On Tuesday, November 23, 2004, at 11:27 AM, Andrea Lamble wrote:
couple of dainty antique parasols, with heavily rotted/damaged silk covers, but with perfect working frames. I am now in the process of removing the old fabric and making templates to recover the frames in new silk. My plan is to make a lace outer for each of them (eventually) and can't decide whether to try and design my own patterns from scratch or base them on an existing motifs?

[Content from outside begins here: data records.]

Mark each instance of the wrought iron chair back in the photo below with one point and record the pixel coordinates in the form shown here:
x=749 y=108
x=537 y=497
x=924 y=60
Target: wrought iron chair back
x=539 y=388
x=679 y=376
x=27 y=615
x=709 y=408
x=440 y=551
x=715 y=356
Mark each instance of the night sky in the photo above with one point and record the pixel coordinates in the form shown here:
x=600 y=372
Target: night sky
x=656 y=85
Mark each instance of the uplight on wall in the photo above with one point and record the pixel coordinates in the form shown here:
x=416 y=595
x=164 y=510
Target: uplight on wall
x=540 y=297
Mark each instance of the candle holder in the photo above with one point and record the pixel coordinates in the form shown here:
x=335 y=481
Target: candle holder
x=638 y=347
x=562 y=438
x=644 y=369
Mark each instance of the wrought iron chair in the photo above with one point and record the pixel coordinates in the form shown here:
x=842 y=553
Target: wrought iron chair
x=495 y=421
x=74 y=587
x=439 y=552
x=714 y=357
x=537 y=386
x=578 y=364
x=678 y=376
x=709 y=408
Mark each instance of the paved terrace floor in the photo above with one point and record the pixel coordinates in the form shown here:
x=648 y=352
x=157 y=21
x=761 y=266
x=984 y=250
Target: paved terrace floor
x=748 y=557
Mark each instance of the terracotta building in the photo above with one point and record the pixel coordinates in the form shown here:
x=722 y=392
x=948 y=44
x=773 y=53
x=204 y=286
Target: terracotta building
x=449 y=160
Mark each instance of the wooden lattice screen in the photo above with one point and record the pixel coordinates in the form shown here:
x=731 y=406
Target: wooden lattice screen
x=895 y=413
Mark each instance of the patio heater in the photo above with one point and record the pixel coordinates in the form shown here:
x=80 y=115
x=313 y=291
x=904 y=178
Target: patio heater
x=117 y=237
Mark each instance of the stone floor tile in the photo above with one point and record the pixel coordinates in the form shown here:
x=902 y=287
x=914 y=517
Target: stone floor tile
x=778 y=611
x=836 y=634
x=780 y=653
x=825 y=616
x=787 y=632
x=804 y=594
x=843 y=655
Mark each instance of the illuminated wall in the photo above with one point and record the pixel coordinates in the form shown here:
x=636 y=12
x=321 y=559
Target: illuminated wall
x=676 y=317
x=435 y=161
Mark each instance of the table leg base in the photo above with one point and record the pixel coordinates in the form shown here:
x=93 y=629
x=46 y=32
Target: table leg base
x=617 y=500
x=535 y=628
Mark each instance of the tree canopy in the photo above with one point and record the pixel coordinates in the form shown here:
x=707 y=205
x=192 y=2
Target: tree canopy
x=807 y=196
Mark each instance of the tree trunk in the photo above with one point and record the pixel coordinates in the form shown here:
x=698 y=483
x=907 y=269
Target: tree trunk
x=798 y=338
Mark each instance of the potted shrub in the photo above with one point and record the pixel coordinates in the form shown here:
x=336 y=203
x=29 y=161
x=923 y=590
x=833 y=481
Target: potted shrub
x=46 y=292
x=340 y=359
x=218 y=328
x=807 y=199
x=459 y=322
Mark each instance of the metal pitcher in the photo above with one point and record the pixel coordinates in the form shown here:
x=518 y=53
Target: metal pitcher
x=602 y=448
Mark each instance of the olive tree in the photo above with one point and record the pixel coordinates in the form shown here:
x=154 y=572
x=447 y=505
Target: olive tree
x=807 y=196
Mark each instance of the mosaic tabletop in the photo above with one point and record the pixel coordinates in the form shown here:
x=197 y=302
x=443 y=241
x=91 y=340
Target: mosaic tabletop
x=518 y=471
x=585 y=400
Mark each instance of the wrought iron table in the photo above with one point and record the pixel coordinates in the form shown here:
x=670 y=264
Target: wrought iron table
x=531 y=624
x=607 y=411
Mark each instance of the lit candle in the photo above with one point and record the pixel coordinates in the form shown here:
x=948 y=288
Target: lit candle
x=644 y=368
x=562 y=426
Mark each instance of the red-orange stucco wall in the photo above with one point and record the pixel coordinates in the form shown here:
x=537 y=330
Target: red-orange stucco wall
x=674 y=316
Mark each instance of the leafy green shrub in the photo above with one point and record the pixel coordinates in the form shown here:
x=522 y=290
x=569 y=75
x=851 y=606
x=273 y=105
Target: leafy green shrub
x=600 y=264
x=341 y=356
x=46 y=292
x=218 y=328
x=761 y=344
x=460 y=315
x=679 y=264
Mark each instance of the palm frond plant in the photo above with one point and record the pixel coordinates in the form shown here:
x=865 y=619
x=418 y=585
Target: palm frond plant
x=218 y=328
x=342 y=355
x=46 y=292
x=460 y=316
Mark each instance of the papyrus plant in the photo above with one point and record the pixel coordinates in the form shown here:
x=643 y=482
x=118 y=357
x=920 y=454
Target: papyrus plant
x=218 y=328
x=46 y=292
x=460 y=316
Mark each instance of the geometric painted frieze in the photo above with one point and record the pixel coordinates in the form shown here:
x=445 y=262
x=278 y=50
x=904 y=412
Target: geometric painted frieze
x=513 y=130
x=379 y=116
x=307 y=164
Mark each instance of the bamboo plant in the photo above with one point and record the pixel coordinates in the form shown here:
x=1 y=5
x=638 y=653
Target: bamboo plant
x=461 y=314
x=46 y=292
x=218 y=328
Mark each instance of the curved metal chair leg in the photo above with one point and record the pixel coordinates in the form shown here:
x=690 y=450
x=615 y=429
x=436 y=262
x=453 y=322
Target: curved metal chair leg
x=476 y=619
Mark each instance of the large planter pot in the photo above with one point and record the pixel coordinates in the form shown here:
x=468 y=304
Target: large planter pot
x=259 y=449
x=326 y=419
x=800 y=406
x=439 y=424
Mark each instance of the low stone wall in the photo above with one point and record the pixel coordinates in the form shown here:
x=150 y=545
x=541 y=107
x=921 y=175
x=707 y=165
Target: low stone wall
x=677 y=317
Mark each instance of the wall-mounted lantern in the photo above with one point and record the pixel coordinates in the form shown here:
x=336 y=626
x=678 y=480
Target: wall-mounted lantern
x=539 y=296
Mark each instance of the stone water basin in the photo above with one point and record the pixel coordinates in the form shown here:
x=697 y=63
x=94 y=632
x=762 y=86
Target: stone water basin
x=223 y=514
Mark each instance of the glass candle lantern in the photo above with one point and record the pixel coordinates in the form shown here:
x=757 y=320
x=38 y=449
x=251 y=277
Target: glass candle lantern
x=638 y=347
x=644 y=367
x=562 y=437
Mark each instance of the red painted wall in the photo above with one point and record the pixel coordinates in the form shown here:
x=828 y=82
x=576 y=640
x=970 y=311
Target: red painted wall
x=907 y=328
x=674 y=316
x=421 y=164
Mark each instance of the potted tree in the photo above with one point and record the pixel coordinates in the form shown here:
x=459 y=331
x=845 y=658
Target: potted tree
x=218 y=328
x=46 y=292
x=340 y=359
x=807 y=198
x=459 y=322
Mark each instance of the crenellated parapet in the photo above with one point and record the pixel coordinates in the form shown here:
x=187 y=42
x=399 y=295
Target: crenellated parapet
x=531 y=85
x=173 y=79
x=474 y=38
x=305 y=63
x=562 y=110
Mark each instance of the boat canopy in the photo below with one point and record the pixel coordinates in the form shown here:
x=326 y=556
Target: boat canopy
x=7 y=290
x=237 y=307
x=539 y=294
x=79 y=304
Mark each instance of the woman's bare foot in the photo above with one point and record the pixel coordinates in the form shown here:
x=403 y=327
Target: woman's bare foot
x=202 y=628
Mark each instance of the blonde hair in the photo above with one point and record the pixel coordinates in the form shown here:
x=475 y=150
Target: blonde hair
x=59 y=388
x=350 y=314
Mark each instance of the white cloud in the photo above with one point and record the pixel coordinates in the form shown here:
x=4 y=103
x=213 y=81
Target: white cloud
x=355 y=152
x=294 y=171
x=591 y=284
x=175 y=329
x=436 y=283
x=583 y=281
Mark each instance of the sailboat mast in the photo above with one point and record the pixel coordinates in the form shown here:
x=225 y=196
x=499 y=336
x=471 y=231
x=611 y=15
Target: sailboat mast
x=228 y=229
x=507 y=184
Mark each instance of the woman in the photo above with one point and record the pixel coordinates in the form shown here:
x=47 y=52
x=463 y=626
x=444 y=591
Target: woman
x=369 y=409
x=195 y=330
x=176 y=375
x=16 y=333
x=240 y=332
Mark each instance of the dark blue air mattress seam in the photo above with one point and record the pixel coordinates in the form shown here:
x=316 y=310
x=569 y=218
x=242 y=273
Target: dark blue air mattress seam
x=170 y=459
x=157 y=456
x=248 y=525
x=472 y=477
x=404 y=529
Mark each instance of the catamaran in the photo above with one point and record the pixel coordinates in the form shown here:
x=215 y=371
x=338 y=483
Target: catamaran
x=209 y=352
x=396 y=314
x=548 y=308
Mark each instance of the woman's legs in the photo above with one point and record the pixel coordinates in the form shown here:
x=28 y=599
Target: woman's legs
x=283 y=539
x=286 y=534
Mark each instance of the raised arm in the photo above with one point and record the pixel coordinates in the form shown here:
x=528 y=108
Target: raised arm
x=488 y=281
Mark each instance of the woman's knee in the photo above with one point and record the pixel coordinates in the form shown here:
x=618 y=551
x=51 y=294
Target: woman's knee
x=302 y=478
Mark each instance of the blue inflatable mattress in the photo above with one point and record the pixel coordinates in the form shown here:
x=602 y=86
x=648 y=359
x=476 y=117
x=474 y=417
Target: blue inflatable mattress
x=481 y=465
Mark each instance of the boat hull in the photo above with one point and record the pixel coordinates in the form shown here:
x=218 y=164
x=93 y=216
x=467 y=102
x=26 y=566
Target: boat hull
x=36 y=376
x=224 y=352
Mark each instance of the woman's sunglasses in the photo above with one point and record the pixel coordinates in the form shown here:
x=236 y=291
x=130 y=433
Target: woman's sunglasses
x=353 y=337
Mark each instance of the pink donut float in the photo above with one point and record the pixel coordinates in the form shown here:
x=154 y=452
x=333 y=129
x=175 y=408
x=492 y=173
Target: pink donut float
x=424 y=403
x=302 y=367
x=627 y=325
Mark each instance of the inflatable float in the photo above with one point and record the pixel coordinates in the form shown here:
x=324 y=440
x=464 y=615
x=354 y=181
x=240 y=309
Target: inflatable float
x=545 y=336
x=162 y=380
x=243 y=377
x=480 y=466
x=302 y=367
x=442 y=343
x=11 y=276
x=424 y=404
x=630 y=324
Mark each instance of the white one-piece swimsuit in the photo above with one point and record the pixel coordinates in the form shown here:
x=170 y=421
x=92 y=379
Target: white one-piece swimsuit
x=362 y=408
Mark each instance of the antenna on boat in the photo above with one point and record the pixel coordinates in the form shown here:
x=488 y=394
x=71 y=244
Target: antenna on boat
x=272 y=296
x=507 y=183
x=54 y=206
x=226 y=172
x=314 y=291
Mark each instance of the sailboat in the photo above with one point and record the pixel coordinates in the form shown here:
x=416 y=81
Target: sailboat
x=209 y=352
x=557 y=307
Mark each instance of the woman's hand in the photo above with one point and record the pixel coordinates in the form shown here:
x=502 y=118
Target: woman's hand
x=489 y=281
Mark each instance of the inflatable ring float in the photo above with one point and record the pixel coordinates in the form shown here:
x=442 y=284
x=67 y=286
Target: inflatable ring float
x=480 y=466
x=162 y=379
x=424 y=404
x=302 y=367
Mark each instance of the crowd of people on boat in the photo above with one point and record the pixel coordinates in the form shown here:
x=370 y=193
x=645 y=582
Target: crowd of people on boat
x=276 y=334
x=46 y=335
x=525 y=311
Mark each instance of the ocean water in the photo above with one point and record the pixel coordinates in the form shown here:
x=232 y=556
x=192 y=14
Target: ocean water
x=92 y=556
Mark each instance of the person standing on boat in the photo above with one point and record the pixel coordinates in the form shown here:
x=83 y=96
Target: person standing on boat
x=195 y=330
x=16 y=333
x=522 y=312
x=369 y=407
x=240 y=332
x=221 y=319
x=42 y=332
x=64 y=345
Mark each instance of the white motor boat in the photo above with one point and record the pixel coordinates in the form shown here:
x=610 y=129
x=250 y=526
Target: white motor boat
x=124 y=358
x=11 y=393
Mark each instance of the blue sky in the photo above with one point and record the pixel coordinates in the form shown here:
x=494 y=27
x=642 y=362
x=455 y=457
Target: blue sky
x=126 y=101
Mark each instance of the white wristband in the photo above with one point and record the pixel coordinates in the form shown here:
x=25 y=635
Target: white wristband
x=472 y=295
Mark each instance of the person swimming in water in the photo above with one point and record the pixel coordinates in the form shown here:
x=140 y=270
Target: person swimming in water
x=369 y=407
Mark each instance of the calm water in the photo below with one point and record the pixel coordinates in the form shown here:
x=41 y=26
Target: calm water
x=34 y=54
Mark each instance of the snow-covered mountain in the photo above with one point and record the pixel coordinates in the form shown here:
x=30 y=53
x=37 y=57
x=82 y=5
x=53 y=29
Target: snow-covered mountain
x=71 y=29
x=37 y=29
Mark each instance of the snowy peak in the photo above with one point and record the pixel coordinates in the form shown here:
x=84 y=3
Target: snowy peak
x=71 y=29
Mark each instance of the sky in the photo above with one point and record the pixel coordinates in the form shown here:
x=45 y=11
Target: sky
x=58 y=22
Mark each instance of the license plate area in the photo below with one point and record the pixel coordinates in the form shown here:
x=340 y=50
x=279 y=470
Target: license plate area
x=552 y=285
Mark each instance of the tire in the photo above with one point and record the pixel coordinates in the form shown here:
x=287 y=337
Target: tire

I can't help you with full size parasols, but I did make lace for a 1/12th scale one. When I was in Australia, I found a parasol frame in a miniature shop in a suburb of Sydney. From the tip to the end of the handle it is only 7cm (2 3/4") and it works - actually goes up and down. There was no covering for the ribs and I decided not to cover them with silk (so I can't help you with that) because I wanted people to see the marvelous construction of the parasol. For the lace, I found a pricking for a circular small mat, which was just the right size. I cut a triangle out of the pricking - from the centre to one edge - so that when the 2 edges were joined, the circumference would be the right size, and the circle would not lie flat. Making the lace was straight forward, but joining the 2 edges was very difficult. I had to unpin the edge that I started with and move it over to the ending edge - very carefully because you don't want it to lie flat. Then I joined the two. It took me 5 hours to make the join and it's only about 5cm long! I would imagine that making lace for a full sized parasol would be similar - just 12 times bigger!